Com isso, não só se garante uma certa objetividade na atuação do juiz, senão também se evita sua politização ideológica. Não queremos dizer que o juiz não tenha suas convicções, suas crenças e sua visão própria do mundo. Cada um tem suas preferências ideológicas, políticas, filosóficas etc. Porém, para se alcançar um alto nível de objetividade na função jurisdicional, o que constitui uma garantia para todos, devemos reconhecer que as convicções ou critérios pessoais do juiz só são válidos para a solução dos conflitos na medida em que estejam de acordo com as normas, princípios e valores do ordenamento jurídico.

A seguir serão examinadas as principais características nas quais se embasava a estrutura do Poder Judiciário no contexto do surgimento e da consolidação do Estado moderno. Visamos, deste modo, o melhor entendimento das novas demandas que foram colocadas perante a atuação dos juízes como fruto das mudanças da natureza do Estado, que se tornaram mais visíveis a partir da segunda metade do século XX.

A teoria clássica de separação dos poderes tinha por objetivo fundamentar a existência e a atuação dos órgãos estatais em contraposição ao exercício do poder na época medieval, caracterizado como autoritário e arbitrário. Na base dessa teoria estava contida a ideia de separação entre política e direito, que determinou a neutralização da política no exercício da jurisdição. A finalidade precípua da divisão do poder estatal basicamente em duas funções, da criação e da execução de direito, correspondia à ideia da inibição recíproca dos poderes que impedia, em última instância, o exercício do poder2.
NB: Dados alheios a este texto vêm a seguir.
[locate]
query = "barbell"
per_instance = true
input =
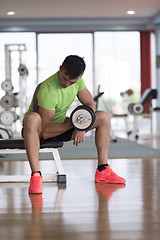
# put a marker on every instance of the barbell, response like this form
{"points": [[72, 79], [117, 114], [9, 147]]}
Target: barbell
{"points": [[82, 118]]}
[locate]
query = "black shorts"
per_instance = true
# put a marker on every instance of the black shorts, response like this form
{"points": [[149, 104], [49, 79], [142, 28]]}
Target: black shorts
{"points": [[64, 137]]}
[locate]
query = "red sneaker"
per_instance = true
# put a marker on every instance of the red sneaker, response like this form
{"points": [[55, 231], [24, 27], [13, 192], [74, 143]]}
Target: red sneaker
{"points": [[36, 183], [37, 202], [108, 175]]}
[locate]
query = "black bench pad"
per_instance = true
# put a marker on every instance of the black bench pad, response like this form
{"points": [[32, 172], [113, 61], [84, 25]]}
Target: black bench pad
{"points": [[19, 143]]}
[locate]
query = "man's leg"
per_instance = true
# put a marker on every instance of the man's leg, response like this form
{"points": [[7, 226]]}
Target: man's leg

Nesse contexto, o Poder Judiciário tinha que orientar a sua atuação de acordo com o princípio da legalidade, que transformava a aplicação do direito em subsunção racional-formal dos fatos às normas, desvinculada de referências éticas e políticas. Desta maneira o funcionamento do Judiciário era retroativo e retrospectivo, e visava garantir a recomposição das situações de ilegalidade do passado de acordo com o quadro normativo pré-cons-tituído3. No período do Estado liberal se atribuía máxima importância ao princípio da segurança jurídica, cuja aplicação deveria proceder de forma automática de modo que os imperativos nela contidos chegassem sem distorção até seus destinatários. Também nesse período a atuação dos juízes era circunscrita dentro dos limites da li-tigiosidade interindividual, o que correspondia, no plano do direito, ao advento da ideologia do individualismo que marcou o início da era moderna e que objetivava a extinção das hierarquias e dos grupos na sociedade.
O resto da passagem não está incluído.